Lesser Pecker at Rickmansworth – 8th & 10th Mar

Lesser Spotted Woodpecker is a bird I have seen just twice before. So reports of a pair in recent days at Rickmansworth Aquadrome in Hertfordshire tempted me out for a 44 mile Sunday drive along the M40 and M25. On my arrival at 07:45 it was the kind of calm, sunny morning I understand to be best for sightings of this difficult to locate species. The directions on RBA were “at the sailing club end of the causeway”.

There are two LNRs on the former gravel workings here: the Aquadrome and neighbouring Stocker’s Lake. The former is more like a public park, the latter is wilder and the “causeway” runs between them. As I approached two birders were clearly on a LSW and one of them showed me the bird, a male in his scope. It was in a large Oak tree on an island in Stocker’s Lake but soon moved as they do. In trying to relocate it for myself I had a couple of glimpses as the LSW moved around but no more, and it drummed a number of times. Though I have heard this in the past I gained a better impression here of the sound being lighter and lasting longer than a Great Spotted Woodpecker, one of which was drumming nearby for comparison.

Lesser Spotted Woodpecker (c) rights of owner reserved

Lesser Spotted Woodpecker
© rights of owner reserved

Six birders had now gathered. The Oak was also being favoured by a pair of Stock Dove, Ring-necked Parakeet came and went, and various small birds confused the issue. Irritating Canada Geese on the lake kept up a cacophony of honking and passers by asked the inevitable questions. The Lesser Peckers’ presence in the area seemed to be common knowledge amongst dog walkers though.

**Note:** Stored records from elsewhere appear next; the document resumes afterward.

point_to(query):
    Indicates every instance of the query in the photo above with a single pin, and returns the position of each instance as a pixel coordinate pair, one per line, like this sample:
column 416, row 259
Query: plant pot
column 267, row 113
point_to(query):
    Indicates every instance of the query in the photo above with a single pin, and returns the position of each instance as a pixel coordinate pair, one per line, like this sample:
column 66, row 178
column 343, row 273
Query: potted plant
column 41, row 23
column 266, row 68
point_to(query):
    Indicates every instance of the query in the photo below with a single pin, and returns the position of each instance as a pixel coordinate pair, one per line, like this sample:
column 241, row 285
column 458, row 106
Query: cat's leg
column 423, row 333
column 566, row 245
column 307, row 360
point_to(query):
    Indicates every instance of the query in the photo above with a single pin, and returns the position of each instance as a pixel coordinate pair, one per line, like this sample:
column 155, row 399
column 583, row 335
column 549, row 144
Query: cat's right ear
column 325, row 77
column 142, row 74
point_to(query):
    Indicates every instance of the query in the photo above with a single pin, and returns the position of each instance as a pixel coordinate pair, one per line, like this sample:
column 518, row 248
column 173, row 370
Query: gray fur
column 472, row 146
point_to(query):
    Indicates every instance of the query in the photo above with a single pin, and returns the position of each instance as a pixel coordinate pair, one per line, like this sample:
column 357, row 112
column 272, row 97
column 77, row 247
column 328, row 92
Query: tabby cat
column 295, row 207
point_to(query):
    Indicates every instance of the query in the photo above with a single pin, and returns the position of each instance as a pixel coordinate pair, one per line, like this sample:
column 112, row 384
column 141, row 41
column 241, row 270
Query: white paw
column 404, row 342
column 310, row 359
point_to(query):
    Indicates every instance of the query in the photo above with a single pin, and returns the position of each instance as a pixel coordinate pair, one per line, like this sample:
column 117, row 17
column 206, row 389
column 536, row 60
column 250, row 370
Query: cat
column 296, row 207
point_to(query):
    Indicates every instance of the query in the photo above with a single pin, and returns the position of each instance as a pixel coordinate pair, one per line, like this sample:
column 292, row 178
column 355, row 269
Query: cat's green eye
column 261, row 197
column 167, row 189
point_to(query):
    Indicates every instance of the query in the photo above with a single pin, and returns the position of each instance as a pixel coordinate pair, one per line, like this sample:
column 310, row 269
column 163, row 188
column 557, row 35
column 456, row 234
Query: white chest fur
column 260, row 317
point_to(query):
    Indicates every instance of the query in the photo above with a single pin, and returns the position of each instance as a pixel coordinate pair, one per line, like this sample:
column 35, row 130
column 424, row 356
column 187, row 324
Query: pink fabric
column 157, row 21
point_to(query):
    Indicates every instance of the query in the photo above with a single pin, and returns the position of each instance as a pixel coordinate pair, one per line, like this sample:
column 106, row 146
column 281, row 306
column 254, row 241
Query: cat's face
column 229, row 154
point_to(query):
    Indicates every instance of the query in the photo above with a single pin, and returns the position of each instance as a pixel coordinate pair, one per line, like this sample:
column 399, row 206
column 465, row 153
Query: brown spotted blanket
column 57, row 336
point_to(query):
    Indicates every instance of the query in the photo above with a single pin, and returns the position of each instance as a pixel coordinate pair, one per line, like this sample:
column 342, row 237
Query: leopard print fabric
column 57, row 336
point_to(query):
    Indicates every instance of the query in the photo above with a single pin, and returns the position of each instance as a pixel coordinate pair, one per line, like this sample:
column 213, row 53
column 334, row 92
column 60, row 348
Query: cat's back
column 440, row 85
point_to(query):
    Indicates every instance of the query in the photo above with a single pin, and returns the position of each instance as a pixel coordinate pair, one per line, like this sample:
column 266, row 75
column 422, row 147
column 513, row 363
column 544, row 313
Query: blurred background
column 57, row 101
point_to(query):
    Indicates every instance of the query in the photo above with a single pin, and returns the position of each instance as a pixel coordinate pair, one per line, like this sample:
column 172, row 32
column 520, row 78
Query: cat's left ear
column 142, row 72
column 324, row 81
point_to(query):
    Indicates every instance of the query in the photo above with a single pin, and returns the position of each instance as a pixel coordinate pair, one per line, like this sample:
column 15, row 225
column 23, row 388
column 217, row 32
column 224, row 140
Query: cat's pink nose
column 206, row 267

At 9am a bird returned to the Oak tree and began drumming again but I managed just another brief glimpse before the Great Spot saw it off. At least I now knew which “dead branch” was being referred to by those around me, since there were various of them to select from. I watched that place where the LSW came back to for the next hour, during which the other birders all drifted off and the forecast cloud set in, but without success.


The location for these Herts birds is by the “you are here” label at the bottom left of this site plan (above). I had gained a third Lesser Pecker sighting but not satisfying or self-found views. My previous experiences of this species at Church Wood, Bucks (Feb 2012) and Cothill, Oxon (Apr 2013) were much better. Hence I decided to come back here earlier on another calm, sunny morning if possible. On Monday I received a call from Oxonbirder Ewan Urquhart who was interested in seeing the LSW himself, and we revisited this Tuesday morning.

Within minutes of our arrival just before 7am, the sound of drumming commenced from a little further back than the Stocker’s Lake island, but we could not locate the bird at once. I trained my scope onto the same spot as Sunday, that was said to be the LSW’s favoured drumming post, and waited. Then at 07:20 the drumming was clearly coming from the large Oak tree, and there in my scope was the male bird. We watched for a few minutes as it drummed, then preened and eventually flew off to one side; and that was both a satisfying and self-found view. Mission accomplished. More birders (pictured below) came and went in the next three hours but the LSW was not seen by anyone again before Ewan (second from right) and I left at 10:30.